Experimental design: HLA class I expression was assessed by means of immunohistochemistry. Characterization of tumor-infiltrating lymphocytes was carried out by using a triple immunofluorescence procedure that allowed the simultaneous detection of CD3-, CD8-, and granzyme B (GZMB)-positive cells. Additional markers were also used for further characterization of an elusive CD3(-)/CD8(-)/GZMB(+) cell population.
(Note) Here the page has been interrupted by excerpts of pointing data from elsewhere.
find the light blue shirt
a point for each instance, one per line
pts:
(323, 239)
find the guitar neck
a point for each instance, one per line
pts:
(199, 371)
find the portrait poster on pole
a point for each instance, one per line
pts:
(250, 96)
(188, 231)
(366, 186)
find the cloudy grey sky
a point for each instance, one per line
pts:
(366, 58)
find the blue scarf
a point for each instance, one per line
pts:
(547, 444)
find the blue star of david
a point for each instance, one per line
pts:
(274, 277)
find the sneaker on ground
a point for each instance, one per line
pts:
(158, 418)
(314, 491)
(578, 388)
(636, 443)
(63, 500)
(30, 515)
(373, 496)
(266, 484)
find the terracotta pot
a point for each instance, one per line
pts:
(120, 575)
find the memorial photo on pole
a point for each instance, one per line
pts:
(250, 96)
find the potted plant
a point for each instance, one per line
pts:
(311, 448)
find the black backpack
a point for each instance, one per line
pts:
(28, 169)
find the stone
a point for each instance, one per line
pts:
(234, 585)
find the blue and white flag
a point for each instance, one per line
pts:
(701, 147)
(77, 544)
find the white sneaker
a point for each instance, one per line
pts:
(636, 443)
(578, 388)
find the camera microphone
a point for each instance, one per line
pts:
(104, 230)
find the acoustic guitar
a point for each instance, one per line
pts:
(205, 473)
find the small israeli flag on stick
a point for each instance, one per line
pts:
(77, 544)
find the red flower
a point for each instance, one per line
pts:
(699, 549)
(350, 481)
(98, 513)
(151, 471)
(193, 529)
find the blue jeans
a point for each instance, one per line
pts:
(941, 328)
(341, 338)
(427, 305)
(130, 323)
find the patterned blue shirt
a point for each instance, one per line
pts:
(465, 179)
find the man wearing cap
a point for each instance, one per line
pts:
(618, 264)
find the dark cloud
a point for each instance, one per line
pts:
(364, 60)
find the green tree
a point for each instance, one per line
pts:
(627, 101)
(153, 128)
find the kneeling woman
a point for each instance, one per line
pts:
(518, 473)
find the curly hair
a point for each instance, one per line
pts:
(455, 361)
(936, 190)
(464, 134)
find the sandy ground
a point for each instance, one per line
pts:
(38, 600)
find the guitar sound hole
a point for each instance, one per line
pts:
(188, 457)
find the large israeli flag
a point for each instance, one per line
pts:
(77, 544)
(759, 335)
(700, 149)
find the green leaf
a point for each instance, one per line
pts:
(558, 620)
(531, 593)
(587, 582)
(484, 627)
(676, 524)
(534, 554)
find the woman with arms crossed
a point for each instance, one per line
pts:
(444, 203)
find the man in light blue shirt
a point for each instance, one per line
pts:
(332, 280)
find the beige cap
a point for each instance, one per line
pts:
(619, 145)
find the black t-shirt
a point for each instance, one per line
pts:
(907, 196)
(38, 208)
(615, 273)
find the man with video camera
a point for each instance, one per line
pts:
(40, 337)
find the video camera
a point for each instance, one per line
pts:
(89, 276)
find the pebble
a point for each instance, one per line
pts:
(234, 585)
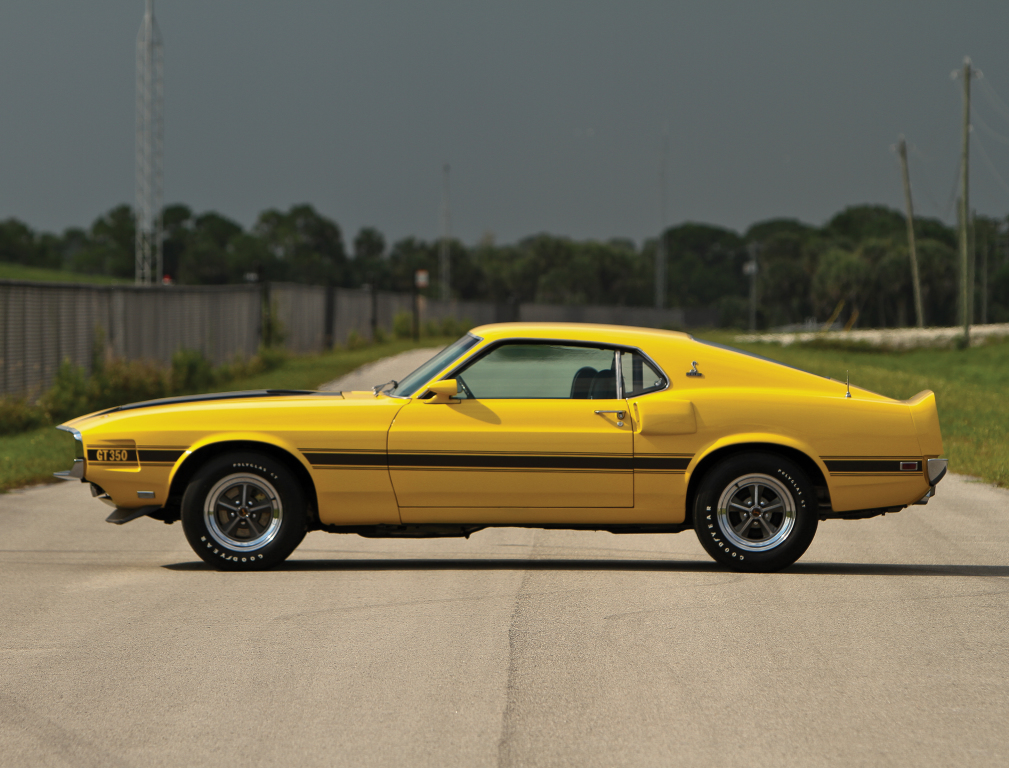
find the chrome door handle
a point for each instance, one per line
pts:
(620, 414)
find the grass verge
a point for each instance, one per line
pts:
(31, 457)
(970, 387)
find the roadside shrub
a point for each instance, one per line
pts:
(271, 357)
(451, 326)
(68, 397)
(18, 415)
(191, 371)
(355, 340)
(123, 381)
(403, 325)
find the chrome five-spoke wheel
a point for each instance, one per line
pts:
(243, 512)
(756, 513)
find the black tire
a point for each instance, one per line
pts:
(258, 515)
(751, 535)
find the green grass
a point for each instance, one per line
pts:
(31, 457)
(20, 271)
(970, 386)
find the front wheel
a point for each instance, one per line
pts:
(756, 512)
(243, 512)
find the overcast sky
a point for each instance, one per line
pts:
(551, 114)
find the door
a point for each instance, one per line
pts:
(536, 425)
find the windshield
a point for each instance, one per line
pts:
(409, 386)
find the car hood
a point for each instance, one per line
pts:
(209, 398)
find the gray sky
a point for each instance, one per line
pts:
(550, 113)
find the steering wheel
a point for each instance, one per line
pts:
(465, 390)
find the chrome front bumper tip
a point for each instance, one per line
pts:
(76, 472)
(936, 470)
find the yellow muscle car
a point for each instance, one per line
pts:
(543, 425)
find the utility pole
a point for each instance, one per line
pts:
(965, 289)
(444, 262)
(972, 277)
(984, 280)
(660, 252)
(919, 313)
(751, 268)
(149, 134)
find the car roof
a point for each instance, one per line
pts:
(607, 334)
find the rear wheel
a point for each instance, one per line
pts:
(756, 512)
(243, 512)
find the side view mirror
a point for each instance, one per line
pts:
(444, 392)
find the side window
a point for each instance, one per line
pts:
(640, 376)
(541, 371)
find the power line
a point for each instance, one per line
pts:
(994, 133)
(991, 166)
(994, 99)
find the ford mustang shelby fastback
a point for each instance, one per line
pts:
(540, 425)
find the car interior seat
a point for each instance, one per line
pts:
(581, 385)
(603, 386)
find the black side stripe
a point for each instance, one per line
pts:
(476, 461)
(129, 455)
(153, 456)
(662, 462)
(346, 459)
(873, 465)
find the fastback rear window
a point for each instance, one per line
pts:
(758, 356)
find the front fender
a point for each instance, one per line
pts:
(237, 437)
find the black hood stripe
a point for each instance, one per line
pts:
(247, 395)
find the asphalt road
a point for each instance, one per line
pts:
(886, 645)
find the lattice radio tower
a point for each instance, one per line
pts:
(149, 139)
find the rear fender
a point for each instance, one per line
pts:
(925, 417)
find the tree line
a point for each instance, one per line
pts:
(857, 261)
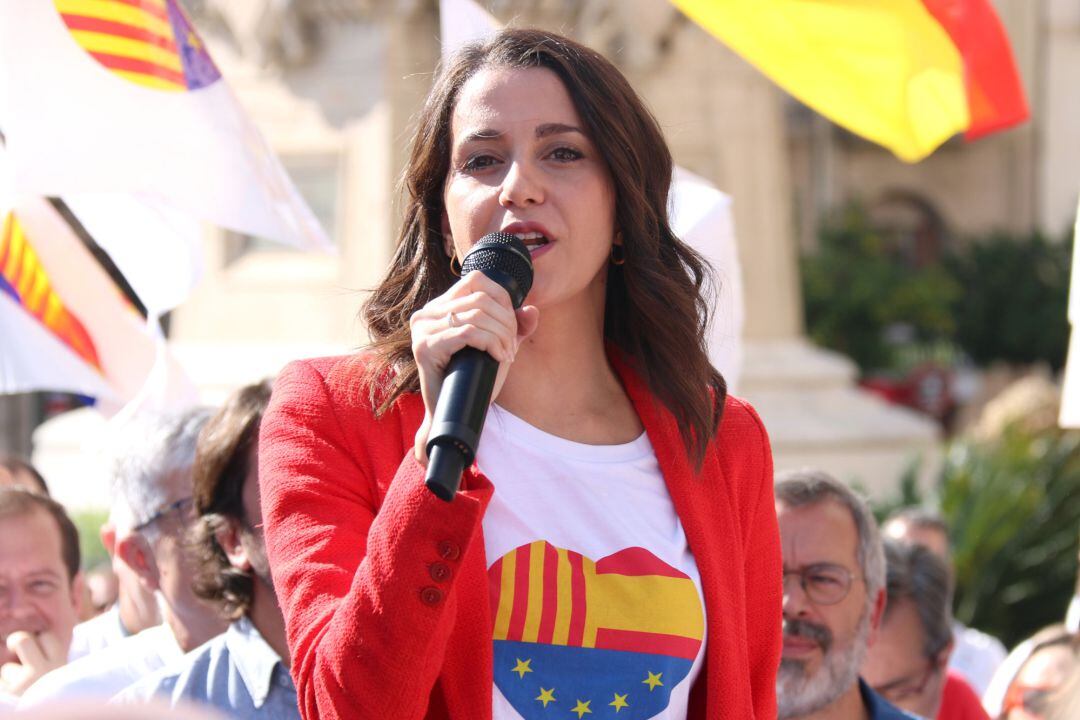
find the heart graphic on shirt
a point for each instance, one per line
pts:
(606, 638)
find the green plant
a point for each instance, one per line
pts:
(856, 285)
(1015, 298)
(89, 522)
(1013, 508)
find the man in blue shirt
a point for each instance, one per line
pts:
(834, 597)
(244, 670)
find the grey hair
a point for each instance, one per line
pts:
(809, 487)
(916, 574)
(150, 450)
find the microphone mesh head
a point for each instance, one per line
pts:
(503, 258)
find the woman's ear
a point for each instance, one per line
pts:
(447, 235)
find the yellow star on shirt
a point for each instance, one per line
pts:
(581, 708)
(652, 680)
(545, 696)
(619, 702)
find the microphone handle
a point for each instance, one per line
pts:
(459, 419)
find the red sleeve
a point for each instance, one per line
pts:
(362, 584)
(959, 701)
(764, 583)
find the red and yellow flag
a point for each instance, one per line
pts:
(905, 73)
(25, 280)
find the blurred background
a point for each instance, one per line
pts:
(905, 323)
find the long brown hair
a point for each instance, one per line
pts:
(656, 310)
(223, 461)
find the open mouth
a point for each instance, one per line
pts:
(534, 241)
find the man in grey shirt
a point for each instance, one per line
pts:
(243, 671)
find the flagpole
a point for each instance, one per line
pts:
(103, 258)
(99, 255)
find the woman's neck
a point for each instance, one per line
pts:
(563, 383)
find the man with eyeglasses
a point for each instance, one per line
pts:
(153, 478)
(908, 663)
(834, 596)
(243, 671)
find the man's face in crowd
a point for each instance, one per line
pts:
(933, 540)
(36, 593)
(167, 539)
(824, 643)
(898, 668)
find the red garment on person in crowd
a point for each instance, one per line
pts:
(385, 587)
(959, 702)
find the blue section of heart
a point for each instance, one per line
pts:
(580, 675)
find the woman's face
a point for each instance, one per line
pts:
(521, 162)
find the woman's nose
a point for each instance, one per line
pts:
(521, 187)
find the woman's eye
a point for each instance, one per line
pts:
(566, 154)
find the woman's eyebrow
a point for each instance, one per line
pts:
(486, 134)
(555, 128)
(541, 132)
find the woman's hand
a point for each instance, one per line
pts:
(475, 312)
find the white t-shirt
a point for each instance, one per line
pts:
(596, 597)
(106, 673)
(97, 634)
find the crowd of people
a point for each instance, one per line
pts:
(620, 543)
(866, 614)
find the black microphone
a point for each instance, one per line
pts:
(470, 375)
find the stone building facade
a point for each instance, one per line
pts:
(334, 83)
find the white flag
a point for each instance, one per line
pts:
(1070, 391)
(461, 22)
(102, 96)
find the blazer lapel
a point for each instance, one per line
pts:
(697, 496)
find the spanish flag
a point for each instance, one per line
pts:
(905, 73)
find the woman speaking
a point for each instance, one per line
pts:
(613, 547)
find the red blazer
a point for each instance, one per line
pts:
(385, 587)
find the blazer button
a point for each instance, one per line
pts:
(440, 572)
(449, 551)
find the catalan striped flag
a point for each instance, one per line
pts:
(905, 73)
(149, 42)
(121, 96)
(25, 280)
(66, 325)
(579, 636)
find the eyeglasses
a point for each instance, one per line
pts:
(183, 506)
(910, 685)
(824, 583)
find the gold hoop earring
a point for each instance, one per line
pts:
(618, 255)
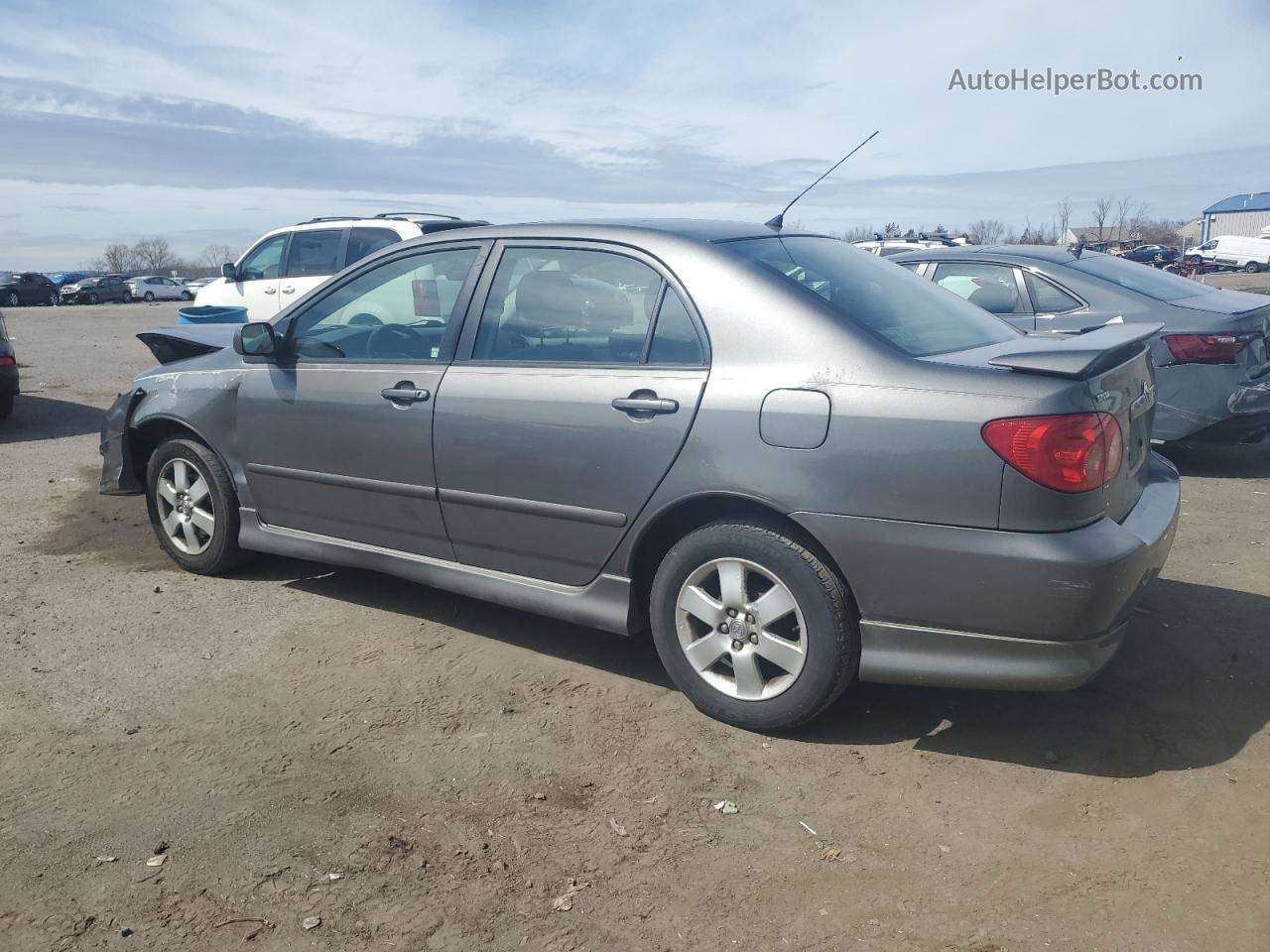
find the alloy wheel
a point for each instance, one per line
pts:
(186, 509)
(740, 629)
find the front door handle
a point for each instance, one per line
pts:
(404, 394)
(645, 404)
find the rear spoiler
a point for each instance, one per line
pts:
(186, 340)
(1080, 356)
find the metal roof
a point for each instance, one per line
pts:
(1245, 202)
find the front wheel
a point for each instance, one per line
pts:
(753, 626)
(193, 507)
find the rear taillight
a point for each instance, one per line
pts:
(1206, 348)
(1072, 452)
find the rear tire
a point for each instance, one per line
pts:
(783, 660)
(193, 508)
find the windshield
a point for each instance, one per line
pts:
(1151, 282)
(893, 303)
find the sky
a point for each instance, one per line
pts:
(214, 122)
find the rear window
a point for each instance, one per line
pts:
(908, 312)
(1147, 281)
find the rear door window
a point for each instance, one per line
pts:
(314, 253)
(559, 304)
(1048, 298)
(367, 241)
(992, 287)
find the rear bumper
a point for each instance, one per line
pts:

Results: We discovered that high tumor infiltration by activated CD8(+) T cells correlated with aberrant HLA class I expression and associated with early tumor stages (P < 0.05). CD8(+) T cells were most abundant in HLA class I heterogeneous tumors (P = 0.02) and frequent in HLA class I-negative cases (P = 0.04) when compared with HLA class I-positive carcinomas. An elusive immune cell population (CD45(+)/CD8(-)/CD56(-)/GZMB(+)) was characteristic for HLA class I-negative tumors lacking lymph node metastases (P < 0.01).
Conclusions: The immune system assumes an important role in counteracting the progression of Lynch colorectal cancers and in selecting abnormal HLA class I phenotypes. Our findings support the development of clinical strategies that explore the natural antitumor immune responses occurring in Lynch syndrome carriers.